Demi chegou a se encolher com essas palavras. Havia começado a
verdadeiramente desprezar aquele sentimento idiota e inútil.
– É – disse ela, cerrando os punhos na lateral do corpo.
– A Sra. Gulligan encontrou uma ótima família para você. Você será uma de várias adolescentes sob os cuidados dela. A melhor notícia é que você poderá continuar na mesma escola. Tenho certeza de que ficará feliz com isso.
– Felicíssima.
O Sr. Baker pareceu momentaneamente desconcertado pela resposta.

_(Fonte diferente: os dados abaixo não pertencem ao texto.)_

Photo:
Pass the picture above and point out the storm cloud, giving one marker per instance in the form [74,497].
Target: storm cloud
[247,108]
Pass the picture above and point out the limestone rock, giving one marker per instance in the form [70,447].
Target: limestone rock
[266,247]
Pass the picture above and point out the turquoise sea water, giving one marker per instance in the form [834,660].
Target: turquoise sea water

– Certo. Agora, quanto à sua herança: Ima deixou todos os bens, duas casas, um carro, contas bancárias e ações, para você. Ela deixou instruções para que você mantenha os pagamentos mensais à filha, Diana. Sua avó acreditava que essa era a melhor e única forma de saber por onde ela andava. Diana se mostrou bastante propensa a entrar em contato quando há dinheiro em questão.
Ele limpou a garganta.
– Agora… se vendermos as duas casas, você não vai precisar se preocupar com dinheiro por um bom tempo. Podemos cuidar para…
– Mas daí eu não vou ter onde morar.
– Eu sinto muito quanto a isso, mas Ima foi bastante clara nesse sentido. Ela queria que você pudesse entrar para qualquer universidade que escolhesse – explicou, e, olhando para ela, disse: – Você vai ganhar o Pulitzer um dia. Pelo menos foi o que ela me falou.
Demi não podia acreditar que ia chorar de novo, e na frente daquelas pessoas. Levantou-se num salto.
– Preciso ir ao toalete.
O Sr. Baker franziu a testa pálida.

– Ah, sim. Claro. Lá embaixo. A primeira porta à esquerda da entrada. Demi se levantou, pegou a mala e saiu hesitante da sala. No corredor, fechou a porta atrás de si e se encostou na parede, tentando não chorar. Ser alojada na casa de estranhos não podia ser o futuro dela. Ela olhou para o pulso, para o relógio comemorativo do bicentenário da independência do país. Os Gomez estariam em casa no dia seguinte.